March 01, 2010, 8:18 PM — When Australian firm WesTrac needed to expand its data center capacity quickly, the company bought the equivalent of a Band-Aid for its server needs: A containerized data center.
The company, which supplies Caterpillar brand heavy-machinery to Australian customers and others, found itself with too little data center to meet the needs of its latest IT project. Because of space issues, WesTrac could not expand its current facility. Instead, the company decided to use a pre-packaged data center, housed and shipped in standard-sized cargo containers: one for the servers and one for the chillers and power infrastructure.
[ For timely data center news and expert advice on data center strategy, see CIO.com's Data Center Drilldown section. ]
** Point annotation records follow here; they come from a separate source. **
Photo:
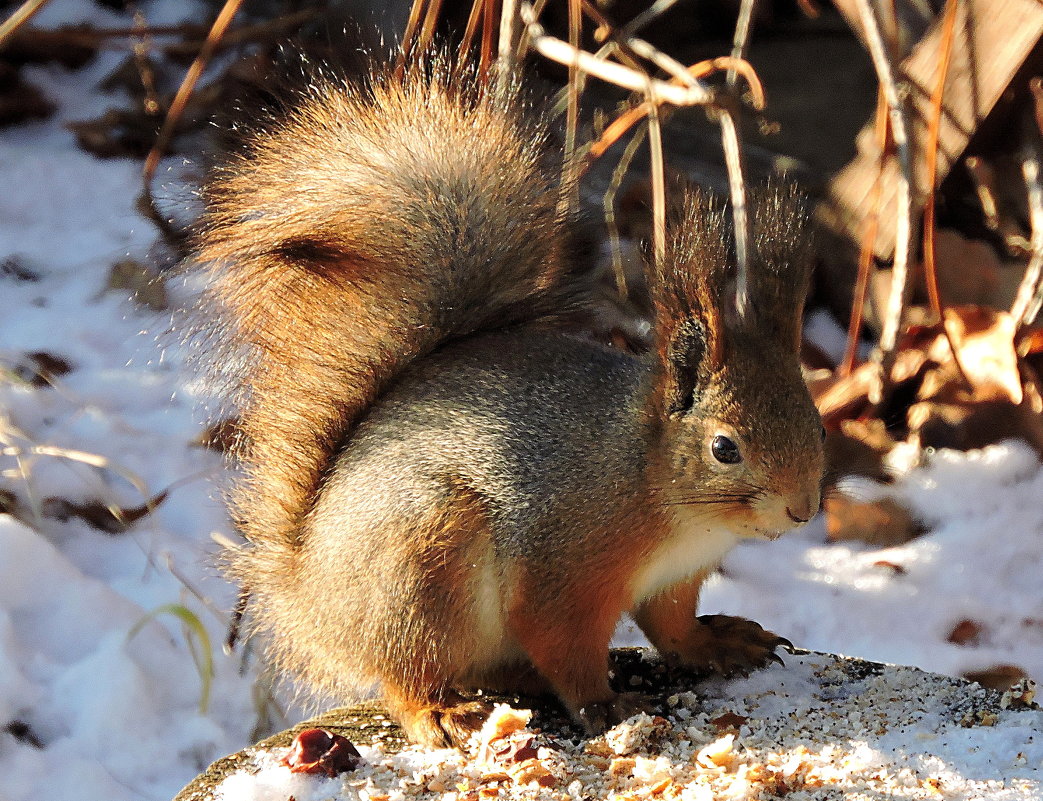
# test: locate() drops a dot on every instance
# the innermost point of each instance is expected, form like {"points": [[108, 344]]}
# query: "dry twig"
{"points": [[869, 228], [180, 100], [1029, 296], [883, 65], [21, 16]]}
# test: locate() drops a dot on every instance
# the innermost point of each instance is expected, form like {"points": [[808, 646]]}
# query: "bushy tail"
{"points": [[367, 227]]}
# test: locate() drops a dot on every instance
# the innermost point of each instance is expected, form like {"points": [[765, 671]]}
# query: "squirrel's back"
{"points": [[352, 238]]}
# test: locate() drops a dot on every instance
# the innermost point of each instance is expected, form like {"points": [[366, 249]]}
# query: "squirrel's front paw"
{"points": [[728, 646], [449, 726], [597, 718]]}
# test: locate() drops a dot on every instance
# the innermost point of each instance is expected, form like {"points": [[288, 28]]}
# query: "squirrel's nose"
{"points": [[802, 511]]}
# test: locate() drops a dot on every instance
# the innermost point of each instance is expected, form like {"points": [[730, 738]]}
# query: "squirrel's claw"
{"points": [[730, 646]]}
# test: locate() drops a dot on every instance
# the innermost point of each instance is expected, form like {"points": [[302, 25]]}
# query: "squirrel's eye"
{"points": [[725, 451]]}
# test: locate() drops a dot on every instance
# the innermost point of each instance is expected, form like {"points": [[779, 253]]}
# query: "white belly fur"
{"points": [[690, 549]]}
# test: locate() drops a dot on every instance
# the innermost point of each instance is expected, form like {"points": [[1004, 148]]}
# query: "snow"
{"points": [[119, 718]]}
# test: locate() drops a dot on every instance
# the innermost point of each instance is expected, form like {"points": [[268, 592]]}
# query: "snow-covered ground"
{"points": [[100, 701]]}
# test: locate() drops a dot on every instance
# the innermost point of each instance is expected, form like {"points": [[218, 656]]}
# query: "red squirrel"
{"points": [[441, 490]]}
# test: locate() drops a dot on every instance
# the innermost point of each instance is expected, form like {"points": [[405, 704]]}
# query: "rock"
{"points": [[824, 726]]}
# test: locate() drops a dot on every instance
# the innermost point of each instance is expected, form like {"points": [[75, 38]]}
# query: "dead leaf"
{"points": [[318, 751], [728, 722], [985, 341], [858, 450], [966, 633], [880, 523], [969, 423], [999, 677]]}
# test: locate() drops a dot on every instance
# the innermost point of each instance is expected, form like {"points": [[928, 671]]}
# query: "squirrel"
{"points": [[440, 488]]}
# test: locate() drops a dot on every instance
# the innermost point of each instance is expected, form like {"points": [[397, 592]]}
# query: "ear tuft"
{"points": [[780, 269], [687, 291]]}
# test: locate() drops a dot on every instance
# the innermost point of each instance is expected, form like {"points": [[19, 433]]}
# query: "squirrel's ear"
{"points": [[686, 291], [780, 269]]}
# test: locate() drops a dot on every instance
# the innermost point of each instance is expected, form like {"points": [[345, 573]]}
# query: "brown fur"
{"points": [[324, 308], [565, 633], [361, 251]]}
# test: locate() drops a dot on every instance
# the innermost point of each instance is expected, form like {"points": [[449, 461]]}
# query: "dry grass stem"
{"points": [[185, 92], [1029, 297], [608, 202], [930, 159], [569, 183], [658, 178], [506, 52], [869, 229], [623, 76], [742, 39], [736, 190], [882, 64], [21, 16], [646, 17], [1026, 302], [625, 121], [470, 28]]}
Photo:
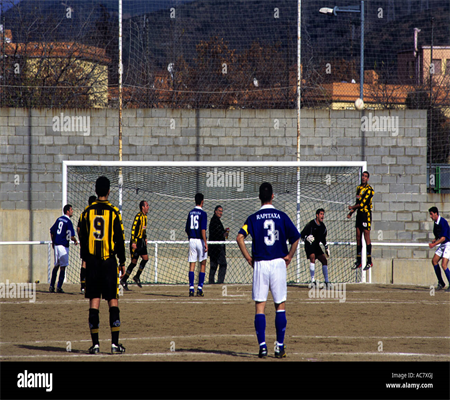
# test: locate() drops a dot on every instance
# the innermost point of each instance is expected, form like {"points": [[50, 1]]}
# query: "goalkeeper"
{"points": [[314, 233]]}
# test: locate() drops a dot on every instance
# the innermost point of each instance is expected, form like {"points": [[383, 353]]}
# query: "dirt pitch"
{"points": [[161, 323]]}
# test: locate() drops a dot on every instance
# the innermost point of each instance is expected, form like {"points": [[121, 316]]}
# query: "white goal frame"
{"points": [[366, 276]]}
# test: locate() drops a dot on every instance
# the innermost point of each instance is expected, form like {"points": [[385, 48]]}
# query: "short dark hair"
{"points": [[66, 208], [102, 186], [198, 199], [265, 192]]}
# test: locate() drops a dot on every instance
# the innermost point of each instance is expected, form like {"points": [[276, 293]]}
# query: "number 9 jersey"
{"points": [[270, 229], [101, 232]]}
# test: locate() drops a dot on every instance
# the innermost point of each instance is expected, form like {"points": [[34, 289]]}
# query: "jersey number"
{"points": [[272, 233], [99, 226], [194, 221]]}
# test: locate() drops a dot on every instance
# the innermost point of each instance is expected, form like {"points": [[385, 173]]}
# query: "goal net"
{"points": [[169, 188]]}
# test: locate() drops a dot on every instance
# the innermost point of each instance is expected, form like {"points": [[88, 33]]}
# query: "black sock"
{"points": [[83, 276], [129, 271], [94, 322], [114, 322]]}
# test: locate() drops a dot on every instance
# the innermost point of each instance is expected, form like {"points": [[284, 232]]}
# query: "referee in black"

The company contracted with IBM in December, 2009 for its containerized data center, which Big Blue dubs a portable modular data center (PMDC). The portable server facility will host the IT project until the company can create a more permanent solution, after which the portable data center could be reborn as a disaster recovery solution.
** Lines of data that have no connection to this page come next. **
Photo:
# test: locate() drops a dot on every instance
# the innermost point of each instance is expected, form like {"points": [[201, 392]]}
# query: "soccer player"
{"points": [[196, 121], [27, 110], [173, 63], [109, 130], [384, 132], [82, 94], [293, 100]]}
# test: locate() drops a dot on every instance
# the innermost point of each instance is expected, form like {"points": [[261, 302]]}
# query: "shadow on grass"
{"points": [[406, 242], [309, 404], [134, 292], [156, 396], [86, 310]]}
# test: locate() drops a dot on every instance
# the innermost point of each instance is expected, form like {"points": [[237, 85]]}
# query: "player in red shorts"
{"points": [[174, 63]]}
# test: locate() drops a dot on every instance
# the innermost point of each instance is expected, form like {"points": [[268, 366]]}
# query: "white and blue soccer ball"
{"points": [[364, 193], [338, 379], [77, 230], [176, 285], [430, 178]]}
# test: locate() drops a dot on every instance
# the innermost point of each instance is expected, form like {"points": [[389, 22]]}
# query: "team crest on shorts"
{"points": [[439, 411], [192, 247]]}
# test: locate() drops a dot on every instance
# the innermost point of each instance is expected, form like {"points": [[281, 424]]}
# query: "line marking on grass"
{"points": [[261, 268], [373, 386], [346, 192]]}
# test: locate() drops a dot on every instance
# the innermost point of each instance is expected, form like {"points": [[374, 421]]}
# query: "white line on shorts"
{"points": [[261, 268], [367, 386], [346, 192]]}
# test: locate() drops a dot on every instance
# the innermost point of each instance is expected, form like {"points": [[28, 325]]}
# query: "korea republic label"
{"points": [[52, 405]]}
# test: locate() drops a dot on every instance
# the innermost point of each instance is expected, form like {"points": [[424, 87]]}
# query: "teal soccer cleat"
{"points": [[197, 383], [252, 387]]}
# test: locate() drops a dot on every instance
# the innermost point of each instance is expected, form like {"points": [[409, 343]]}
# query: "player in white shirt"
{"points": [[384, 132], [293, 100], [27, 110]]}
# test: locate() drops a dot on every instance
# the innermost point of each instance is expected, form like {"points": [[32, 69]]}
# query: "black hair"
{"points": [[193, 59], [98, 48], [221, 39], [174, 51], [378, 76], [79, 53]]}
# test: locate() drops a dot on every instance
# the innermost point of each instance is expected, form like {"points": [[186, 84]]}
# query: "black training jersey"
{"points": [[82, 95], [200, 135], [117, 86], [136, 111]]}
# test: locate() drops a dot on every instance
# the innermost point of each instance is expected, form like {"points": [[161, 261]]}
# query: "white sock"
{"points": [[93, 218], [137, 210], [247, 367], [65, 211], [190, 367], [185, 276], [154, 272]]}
The solution "enables all IT equipment to be easily serviced and maintained from within a closed, physically secure and environmentally tight container," Mark Curtis, communications infrastructure manager for WesTrac, said in a statement.
A Secretive Market
Containerized data centers are a niche market, but an important one for companies that are backed into a corner, computationally speaking. Other industry clients use the systems for sensitive applications, such as a data-processing hub during oil exploration, while some militaries buy the data-centers-in-a-box to put processing power closer to the front lines.
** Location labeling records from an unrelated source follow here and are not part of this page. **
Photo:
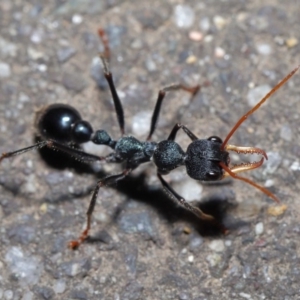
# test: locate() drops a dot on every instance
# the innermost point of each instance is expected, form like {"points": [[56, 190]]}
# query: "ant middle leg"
{"points": [[174, 195], [109, 180], [161, 95]]}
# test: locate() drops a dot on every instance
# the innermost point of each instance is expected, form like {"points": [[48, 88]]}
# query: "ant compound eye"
{"points": [[212, 175], [215, 139], [81, 132]]}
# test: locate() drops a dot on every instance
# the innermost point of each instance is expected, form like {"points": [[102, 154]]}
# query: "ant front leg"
{"points": [[109, 180], [161, 95], [77, 154], [117, 102]]}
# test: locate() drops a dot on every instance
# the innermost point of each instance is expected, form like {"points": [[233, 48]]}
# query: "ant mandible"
{"points": [[61, 126]]}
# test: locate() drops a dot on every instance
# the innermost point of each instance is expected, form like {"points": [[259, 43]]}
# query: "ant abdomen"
{"points": [[63, 123]]}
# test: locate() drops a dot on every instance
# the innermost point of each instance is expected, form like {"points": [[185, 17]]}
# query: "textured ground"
{"points": [[146, 246]]}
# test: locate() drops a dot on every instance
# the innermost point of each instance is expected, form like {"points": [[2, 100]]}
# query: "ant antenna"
{"points": [[257, 106]]}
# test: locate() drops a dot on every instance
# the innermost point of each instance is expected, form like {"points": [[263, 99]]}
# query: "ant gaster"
{"points": [[61, 126]]}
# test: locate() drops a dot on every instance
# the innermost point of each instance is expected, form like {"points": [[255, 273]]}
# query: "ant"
{"points": [[61, 127]]}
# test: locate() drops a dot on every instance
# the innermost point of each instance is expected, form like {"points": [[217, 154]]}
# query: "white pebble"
{"points": [[183, 16], [295, 166], [77, 19], [264, 49], [219, 52], [219, 22], [4, 70], [259, 228], [191, 259], [217, 245]]}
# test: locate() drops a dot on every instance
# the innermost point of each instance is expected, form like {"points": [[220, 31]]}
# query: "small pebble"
{"points": [[269, 183], [217, 245], [295, 166], [219, 22], [279, 40], [219, 52], [4, 70], [286, 133], [65, 53], [259, 228], [264, 49], [277, 210], [273, 162], [191, 259], [27, 296], [183, 16], [204, 24], [208, 38], [291, 42], [191, 59], [77, 19], [8, 294], [213, 259], [196, 36], [244, 295]]}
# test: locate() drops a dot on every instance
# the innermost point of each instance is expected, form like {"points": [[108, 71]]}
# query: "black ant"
{"points": [[61, 126]]}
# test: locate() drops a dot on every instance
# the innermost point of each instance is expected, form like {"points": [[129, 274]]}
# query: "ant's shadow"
{"points": [[137, 188]]}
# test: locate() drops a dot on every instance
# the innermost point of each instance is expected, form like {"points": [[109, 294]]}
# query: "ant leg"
{"points": [[161, 95], [175, 129], [105, 42], [195, 210], [77, 154], [246, 150], [232, 172], [116, 99], [109, 180], [23, 150]]}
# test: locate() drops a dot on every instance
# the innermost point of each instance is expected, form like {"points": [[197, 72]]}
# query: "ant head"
{"points": [[203, 159]]}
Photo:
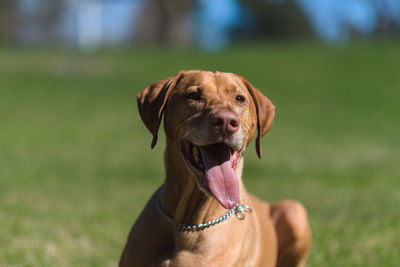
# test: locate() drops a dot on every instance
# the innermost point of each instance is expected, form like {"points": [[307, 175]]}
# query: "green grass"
{"points": [[76, 166]]}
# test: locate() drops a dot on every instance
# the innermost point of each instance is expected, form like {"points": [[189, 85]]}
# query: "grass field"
{"points": [[76, 166]]}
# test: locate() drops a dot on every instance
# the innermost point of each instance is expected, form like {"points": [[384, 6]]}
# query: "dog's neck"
{"points": [[181, 198]]}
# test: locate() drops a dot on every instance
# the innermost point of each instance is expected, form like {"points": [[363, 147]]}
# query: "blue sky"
{"points": [[213, 18]]}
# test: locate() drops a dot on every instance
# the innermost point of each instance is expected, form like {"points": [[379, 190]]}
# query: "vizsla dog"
{"points": [[202, 215]]}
For these reasons, most clients don't want to give details of their particular implementation, says David Cappuccio, chief of research for infrastructure at analyst firm Gartner.
"Most of the people that (consider them) are in an emergency situation, and they don't want to talk about it," said Cappuccio. "These things have kind of morphed into emergency solutions."
Perhaps unsurprisingly, WesTrac declined to be interviewed for this article.
Savings vs. Speed Companies typically do not save much money on building the data center, generally finding only single-digit savings, Cappuccio says. Yet, building a containerized data center takes 8 to 12 weeks, where building a similar, more permanent facility would take 12 to 18 months, he says.
IBM started focusing on the niche market about three years ago, according to Brian Fisher, a services executive for IBM. Shrinking data centers to fit inside a container and making them easily shut down and moved to another location is the latest approach to data centers for the company.